Information for EML 2.1.0 Document Authors


Table of Contents

1. Changes and New Features in EML 2.1.0
2. Converting EML documents from v2.0.0/1 to v2.1.0

EML Schema Documentation

EML FAQs

Several modifications to the EML schema made in version 2.1.0 will require changes to how EML documents are structured, and these changes are highlighted here. EML authors should also refer to the affected sections in the normative schema documents for complete usage information and examples. Existing EML 2.0-series documents can be converted to EML 2.1.0 using the XSL stylesheet that accompanies this release, as described in section 2 below.

The EML 2.1.0 release addresses several errors with respect to W3C specifications for XML schema (http://www.w3.org/TR/xml). Although the changes are small, they are incompatible with EML 2.0.0 and 2.0.1 schemas, which necessitated advancing the version number to "2.1". The STMML schema was also found to be invalid with respect to XML Schema language, and the most reasonable fix for this bug also is incompatible with its earlier versions.
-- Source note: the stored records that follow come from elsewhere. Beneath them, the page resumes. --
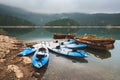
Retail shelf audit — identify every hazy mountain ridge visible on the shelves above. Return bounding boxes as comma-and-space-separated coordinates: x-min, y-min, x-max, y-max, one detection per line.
0, 13, 35, 26
0, 4, 120, 26
45, 18, 80, 26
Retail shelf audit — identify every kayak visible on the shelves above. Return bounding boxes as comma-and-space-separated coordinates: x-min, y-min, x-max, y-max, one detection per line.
32, 44, 49, 69
18, 47, 36, 56
61, 39, 76, 45
18, 43, 42, 56
57, 39, 87, 49
65, 43, 87, 49
46, 42, 88, 58
50, 48, 87, 57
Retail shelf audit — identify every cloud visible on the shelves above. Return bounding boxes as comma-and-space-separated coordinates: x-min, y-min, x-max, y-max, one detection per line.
0, 0, 120, 13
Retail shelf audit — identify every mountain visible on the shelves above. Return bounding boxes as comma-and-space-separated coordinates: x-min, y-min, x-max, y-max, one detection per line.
45, 18, 79, 26
69, 13, 120, 26
0, 4, 120, 26
0, 4, 59, 25
0, 13, 35, 26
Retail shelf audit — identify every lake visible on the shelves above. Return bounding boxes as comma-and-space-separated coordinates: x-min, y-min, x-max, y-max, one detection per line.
4, 27, 120, 80
6, 27, 120, 40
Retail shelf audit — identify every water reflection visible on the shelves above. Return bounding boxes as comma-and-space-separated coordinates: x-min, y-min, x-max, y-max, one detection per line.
45, 28, 79, 34
68, 56, 88, 63
86, 49, 111, 59
4, 28, 120, 40
3, 28, 35, 36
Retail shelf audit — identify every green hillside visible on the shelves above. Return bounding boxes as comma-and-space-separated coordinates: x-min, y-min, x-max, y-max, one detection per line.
45, 18, 79, 26
0, 14, 35, 26
0, 4, 120, 26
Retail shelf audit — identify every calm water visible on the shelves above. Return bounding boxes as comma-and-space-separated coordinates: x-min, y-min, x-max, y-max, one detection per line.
6, 28, 120, 80
6, 28, 120, 40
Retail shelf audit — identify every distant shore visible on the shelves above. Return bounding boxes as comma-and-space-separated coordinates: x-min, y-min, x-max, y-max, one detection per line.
1, 26, 120, 28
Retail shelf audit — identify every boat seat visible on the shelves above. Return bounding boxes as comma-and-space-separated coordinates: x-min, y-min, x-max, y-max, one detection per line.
67, 39, 70, 41
72, 49, 77, 52
56, 45, 61, 49
54, 40, 58, 43
36, 54, 45, 59
39, 47, 46, 53
61, 42, 64, 45
30, 46, 34, 49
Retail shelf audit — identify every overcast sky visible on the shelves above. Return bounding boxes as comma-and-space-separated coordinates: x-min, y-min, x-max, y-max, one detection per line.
0, 0, 120, 14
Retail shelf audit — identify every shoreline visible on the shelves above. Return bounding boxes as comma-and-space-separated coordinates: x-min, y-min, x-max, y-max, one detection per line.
1, 26, 120, 28
0, 35, 66, 80
0, 35, 42, 80
0, 35, 118, 80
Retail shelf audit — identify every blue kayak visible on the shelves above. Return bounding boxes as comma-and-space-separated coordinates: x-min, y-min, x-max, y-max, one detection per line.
65, 43, 87, 49
18, 47, 36, 56
32, 45, 49, 69
18, 43, 43, 56
59, 39, 87, 49
50, 48, 88, 57
46, 42, 88, 58
61, 39, 76, 45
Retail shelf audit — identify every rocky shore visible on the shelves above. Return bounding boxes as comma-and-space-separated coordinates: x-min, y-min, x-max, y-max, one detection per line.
0, 35, 42, 80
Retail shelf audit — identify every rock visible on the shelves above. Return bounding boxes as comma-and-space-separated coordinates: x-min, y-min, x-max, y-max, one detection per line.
33, 72, 40, 78
0, 59, 6, 63
22, 57, 32, 64
0, 35, 39, 80
0, 35, 22, 59
0, 53, 5, 59
6, 50, 10, 53
11, 47, 18, 50
7, 65, 24, 79
29, 71, 34, 77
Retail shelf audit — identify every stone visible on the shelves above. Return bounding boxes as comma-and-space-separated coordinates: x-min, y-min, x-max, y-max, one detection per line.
0, 59, 6, 63
22, 57, 32, 64
0, 53, 5, 59
33, 72, 40, 78
7, 65, 24, 79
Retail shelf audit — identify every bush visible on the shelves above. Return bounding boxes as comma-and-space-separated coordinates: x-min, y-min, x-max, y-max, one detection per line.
0, 29, 7, 35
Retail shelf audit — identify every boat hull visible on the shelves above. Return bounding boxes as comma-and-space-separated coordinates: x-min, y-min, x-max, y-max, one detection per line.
49, 48, 87, 57
32, 54, 49, 69
46, 41, 87, 58
18, 47, 36, 56
32, 43, 49, 69
65, 43, 87, 49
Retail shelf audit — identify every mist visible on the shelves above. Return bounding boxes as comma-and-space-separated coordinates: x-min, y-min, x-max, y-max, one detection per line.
0, 0, 120, 14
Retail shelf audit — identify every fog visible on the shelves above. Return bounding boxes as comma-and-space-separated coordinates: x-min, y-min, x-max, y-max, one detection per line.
0, 0, 120, 13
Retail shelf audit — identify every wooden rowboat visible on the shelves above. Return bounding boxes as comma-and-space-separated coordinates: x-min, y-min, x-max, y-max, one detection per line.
75, 34, 115, 50
53, 33, 76, 39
EML users should note that the STMML schema error was not related to elements used directly by EML (i.e., <unitList> or <unitType>). However, EML imports all of STMML, and authors of EML documents may have made use of other parts of that schema. Therefore, it was decided to advance the namespace used for STMML-related imports to "stmml-1.1", in keeping with the EML version naming pattern. The STMML authors have been contacted, and they are interested in our development and use of STMML.

Other features and enhancements were added to this release that represent significant improvements. The XML data type requirements for several elements were changed, in some cases to constrain their content, and in other cases to increase flexibility. The names of two elements were changed to make them consistent throughout EML. In the literature schema two elements became optional so that EML could accommodate in-press publications where the volume and page range are not yet known. Support for two new optional elements was also added: a 'contact' tree can now be used in the literature module, and a ‘descriptive’ element can be used in distribution trees.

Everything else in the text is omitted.